API Snapshots: Core, Memory, New Memory, Pig, Hive, Misc

Table of Contents

Key Features

Common Sketch Properties

  • Single-pass, “one-touch” algorithms enable efficient processing in either real-time or batch.
  • Mergeable algorithms enable parallel processing, which is critical for large systems.
  • Space Sub-linear algorithm not only start small but grow very slowly or not at all as the size of the input stream grows.
  • Query results are approximate but within well defined error bounds that are user configurable by trading off sketch size with accuracy.
  • Designed for Large-scale computing environments that must handle Big Data.( e.g., Hadoop, Pig, Hive, Druid, Spark), and are heavily used within Yahoo.
  • Maven deployable and registered with The Central Repository.
  • Comprehensive unit tests and testing tools are provided.
  • Extensive documentation with the systems developer in mind.

Built-In, General Purpose Functions

  • General purpose Memory Package for managing data off the Java Heap.

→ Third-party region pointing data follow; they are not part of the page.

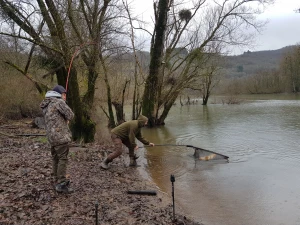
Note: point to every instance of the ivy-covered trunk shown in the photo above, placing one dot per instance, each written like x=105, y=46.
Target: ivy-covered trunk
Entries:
x=150, y=98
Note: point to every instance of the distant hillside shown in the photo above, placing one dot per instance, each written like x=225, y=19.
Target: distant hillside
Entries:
x=234, y=66
x=251, y=62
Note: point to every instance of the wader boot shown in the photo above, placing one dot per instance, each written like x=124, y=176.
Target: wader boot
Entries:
x=64, y=188
x=104, y=164
x=133, y=162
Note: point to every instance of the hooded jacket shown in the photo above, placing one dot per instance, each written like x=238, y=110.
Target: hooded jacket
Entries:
x=130, y=130
x=56, y=114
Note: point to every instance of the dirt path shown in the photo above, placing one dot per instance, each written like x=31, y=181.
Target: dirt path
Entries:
x=27, y=195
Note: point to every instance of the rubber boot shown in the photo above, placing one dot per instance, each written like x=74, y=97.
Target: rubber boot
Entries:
x=104, y=164
x=133, y=162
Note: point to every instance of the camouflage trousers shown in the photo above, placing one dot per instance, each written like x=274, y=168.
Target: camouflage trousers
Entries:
x=119, y=146
x=59, y=162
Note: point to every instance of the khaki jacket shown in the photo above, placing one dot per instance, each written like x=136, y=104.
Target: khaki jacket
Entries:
x=57, y=114
x=130, y=130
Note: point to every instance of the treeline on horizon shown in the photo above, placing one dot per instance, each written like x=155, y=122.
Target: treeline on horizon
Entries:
x=267, y=72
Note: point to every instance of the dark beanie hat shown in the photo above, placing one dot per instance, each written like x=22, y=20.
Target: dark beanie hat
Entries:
x=59, y=89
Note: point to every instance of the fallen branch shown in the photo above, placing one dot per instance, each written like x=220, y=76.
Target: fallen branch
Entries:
x=7, y=135
x=20, y=135
x=29, y=135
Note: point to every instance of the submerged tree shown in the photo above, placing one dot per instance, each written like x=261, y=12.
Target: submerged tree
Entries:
x=182, y=40
x=290, y=67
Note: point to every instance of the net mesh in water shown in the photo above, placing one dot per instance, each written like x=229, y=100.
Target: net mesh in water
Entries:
x=206, y=155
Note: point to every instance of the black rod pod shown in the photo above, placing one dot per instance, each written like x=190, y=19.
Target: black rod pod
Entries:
x=172, y=178
x=96, y=212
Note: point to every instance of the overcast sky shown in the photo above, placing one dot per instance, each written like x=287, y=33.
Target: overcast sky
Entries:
x=283, y=28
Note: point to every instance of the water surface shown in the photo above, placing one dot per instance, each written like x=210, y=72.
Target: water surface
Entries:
x=260, y=184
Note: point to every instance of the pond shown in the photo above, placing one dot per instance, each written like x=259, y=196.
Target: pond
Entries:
x=259, y=185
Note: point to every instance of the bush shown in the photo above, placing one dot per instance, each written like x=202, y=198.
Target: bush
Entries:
x=18, y=97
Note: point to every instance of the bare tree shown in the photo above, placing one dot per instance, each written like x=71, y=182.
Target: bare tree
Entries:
x=72, y=29
x=201, y=29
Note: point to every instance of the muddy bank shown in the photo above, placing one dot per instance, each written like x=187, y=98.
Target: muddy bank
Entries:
x=27, y=195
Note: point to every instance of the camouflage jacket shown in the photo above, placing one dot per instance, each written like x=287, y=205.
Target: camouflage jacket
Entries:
x=130, y=130
x=56, y=114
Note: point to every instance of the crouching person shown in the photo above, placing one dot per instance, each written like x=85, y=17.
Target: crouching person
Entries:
x=57, y=115
x=125, y=134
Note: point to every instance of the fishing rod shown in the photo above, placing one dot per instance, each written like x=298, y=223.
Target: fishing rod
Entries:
x=189, y=146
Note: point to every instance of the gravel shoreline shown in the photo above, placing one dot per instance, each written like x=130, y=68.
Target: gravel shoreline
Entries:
x=27, y=195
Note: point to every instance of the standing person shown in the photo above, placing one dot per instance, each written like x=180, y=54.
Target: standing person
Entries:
x=57, y=115
x=125, y=134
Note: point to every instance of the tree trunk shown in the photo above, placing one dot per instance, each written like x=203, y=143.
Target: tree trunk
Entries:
x=151, y=91
x=167, y=108
x=119, y=112
x=82, y=127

This enables systems designers the ability to manage their own large data heaps with dedicated processor threads that would otherwise put undue pressure on the Java heap and its garbage collection.
  • General purpose implementaion of Austin Appleby’s 128-bit MurmurHash3 algorithm, with a number of useful extensions.

Robust, High Quality Implementations.

  • Extensive test code leveraging TestNG.
  • Benchmarking, speed and accuracy characterization and performance testing code included in the sketches-misc repository.
  • High Test Code coverage ( Core, Pig, Hive,) as measured by JaCoCo and published by Coveralls.
  • Comprehensive Javadocs that satisfy Java JDK8 standards.
  • Suitable for production environments.

Opportunities to Extend

  • There is ample opportunity for interested parties to contribute additional algorithms in this exciting area.

Key Algorithms

Count Distinct / Count Unique

Solves Computational Challenges Associated with Unique Identifiers

  • Estimating cardinality of a stream with many duplicates
  • Performing set operations (e.g., Union, Intersection, and Difference) on sets of unique identifiers
  • Estimates of the error bounds of the result can be obtained directly from the result sketch
  • Two families of Count Unique algorithms:

Quantiles

  • Get normal or inverse PDFs or CDFs of the distributions of any numeric value from your raw data in a single pass.
  • Well defined error bounds on the result.

Frequent Items

  • Get the most frequent items from a stream of items.

Tuple Sketch

  • Associative sketches that are useful for performing approximate join operations and extracting other kinds of behavior associated with unique identifiers.